Я закусила губу и взглянула на старую женщину с портрета, на ее крепко сжатые губы. Она действительно была похожа на бабушку… Не то чтобы совсем похожа, но определенное сходство точно было.
– Похоже, что нарисовать хотели именно ее, так ведь? – спросила я у остальных.
– Может, поэтому она и спрятала портрет? Ей было стыдно за него, и она не хотела, чтобы кто-нибудь его увидел, – предположил Итан.
– Без понятия, – ответила я. – Если портрет ей не понравился, почему бы просто его не выкинуть? Зачем вешать его на стену? Она даже дверь в эту комнату не закрыла.
– А, так дверь была закрыта, - ответил Мейсон как бы между делом, и, даже не знаю, почему, но по моей коже побежали мурашки.
– Что значит закрыта? – спросила моя младшая сестренка. Он пожал плечами.

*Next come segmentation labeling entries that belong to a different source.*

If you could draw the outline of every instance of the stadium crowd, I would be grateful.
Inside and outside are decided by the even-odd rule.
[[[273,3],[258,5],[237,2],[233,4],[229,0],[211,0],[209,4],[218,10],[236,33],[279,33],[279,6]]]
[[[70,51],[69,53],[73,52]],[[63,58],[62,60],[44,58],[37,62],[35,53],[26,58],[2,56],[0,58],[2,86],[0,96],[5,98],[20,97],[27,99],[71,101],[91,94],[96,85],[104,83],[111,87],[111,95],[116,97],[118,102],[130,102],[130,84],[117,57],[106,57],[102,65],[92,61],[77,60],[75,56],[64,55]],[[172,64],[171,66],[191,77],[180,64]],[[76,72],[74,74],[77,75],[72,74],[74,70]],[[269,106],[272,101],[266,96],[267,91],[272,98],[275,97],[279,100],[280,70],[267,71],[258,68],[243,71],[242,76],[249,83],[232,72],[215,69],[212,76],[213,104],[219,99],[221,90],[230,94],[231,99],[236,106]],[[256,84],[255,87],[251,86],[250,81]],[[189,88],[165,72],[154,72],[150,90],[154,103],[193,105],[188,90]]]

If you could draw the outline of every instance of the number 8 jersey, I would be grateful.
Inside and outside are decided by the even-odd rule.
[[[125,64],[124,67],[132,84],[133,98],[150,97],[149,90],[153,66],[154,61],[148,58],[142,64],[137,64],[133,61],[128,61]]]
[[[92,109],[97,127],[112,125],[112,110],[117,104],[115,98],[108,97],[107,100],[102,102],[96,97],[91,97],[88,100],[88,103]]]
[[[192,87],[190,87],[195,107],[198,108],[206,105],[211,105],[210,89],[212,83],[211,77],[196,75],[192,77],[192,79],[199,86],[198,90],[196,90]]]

– Да то и значит. Я вскрыл замок, это оказалось не так уж и сложно. Тем более, я тренировался.
–Так в итоге мы не должны были сюда заходить? – спросила я у него, оглядываясь на портрет. – Может, лучше пойдем?..
-– Нет, погодите, я же еще даже не показал вам главное! Из него ведь течет кровь, вот почему я вас сюда привел! – Мейсон подошел ближе к картине и, протянув руку вперед, запустил пальцы за нижнюю рамку портрета. Потом он отодвинулся и посветил фонариком на свою кожу. Я невольно сощурилась от света, но все равно придвинулась поближе, вглядываясь в его руку.
Пальцы были покрыты липкой, темной субстанцией. Она напоминала сок, или деготь, или…
– Кровь, – прошептал он.
Итан цокнул языком и покачал головой.
– Это не кровь, дурачок. Это что-то типа… чем покрыли стены.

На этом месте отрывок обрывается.